The Texas Advanced Computing Center has announced completion of what it said is the first complete, multiscale model of the SARS-CoV-2 virus, a project that leveraged HPC resources at TACC, the Pittsburgh Supercomputing Center (PSC) and the University of Chicago Research Computing Center (UCRCC).

According to an article published late yesterday by TACC Technical Writer Jorge Salazar, the multiscale model of the virus was developed using TACC’s Frontera system, a Dell system powered by Intel Xeon Platinum processors and currently ranked 9th on the Top500 list of the world’s most powerful supercomputers, along with the Anton 2 systems installed in 2016 at PSC and UCRCC’s Midway2, which also came online in 2016.

“We wanted to understand how SARS-CoV-2 works holistically as a whole particle,” said Gregory Voth, the Haig P. Papazian Distinguished Service Professor at the University of Chicago.
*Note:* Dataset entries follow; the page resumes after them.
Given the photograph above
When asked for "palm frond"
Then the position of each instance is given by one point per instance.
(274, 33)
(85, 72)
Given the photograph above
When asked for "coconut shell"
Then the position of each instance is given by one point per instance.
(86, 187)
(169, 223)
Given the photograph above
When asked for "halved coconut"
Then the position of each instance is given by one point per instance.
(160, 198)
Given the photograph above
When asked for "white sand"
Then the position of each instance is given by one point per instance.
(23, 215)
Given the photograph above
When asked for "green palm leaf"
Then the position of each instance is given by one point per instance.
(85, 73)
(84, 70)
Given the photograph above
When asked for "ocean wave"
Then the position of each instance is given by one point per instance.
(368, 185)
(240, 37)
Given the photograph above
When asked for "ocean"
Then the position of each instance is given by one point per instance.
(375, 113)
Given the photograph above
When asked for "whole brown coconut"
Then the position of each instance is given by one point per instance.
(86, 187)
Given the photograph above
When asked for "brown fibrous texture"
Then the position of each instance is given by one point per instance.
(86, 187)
Voth is the corresponding author of the study that developed the virus model, published November 2020 in the Biophysical Journal.

TACC said Voth and his team used the all-atom dynamical information on the open and closed states of the virus’s spike protein generated by the Amaro Lab on the Frontera supercomputer, as well as other data. The group initially used the Midway2 cluster to develop the coarse-grained model. The membrane and envelope protein all-atom simulations were generated on the Anton 2 system, a special-purpose supercomputer for molecular dynamics simulations developed and provided without cost by D. E. Shaw Research.

Voth said Frontera has been particularly useful in providing the molecular dynamics data at the atomistic level for feeding into the model.

Frontera supercomputer at TACC

“Frontera has shown how important it is for these studies of the virus, at multiple scales. It was critical at the atomic level to understand the underlying dynamics of the spike with all of its atoms,” he said. “There’s still a lot to learn there. But now this information can be used a second time to develop new methods that allow us to go out longer and farther, like the coarse-graining method.”

It’s hoped the model will help scientists better understand how the virus fuses and enters the host cell; how it assembles itself; and how it buds off the host cell. Early results of the study show how the spike proteins on the surface of the virus move cooperatively.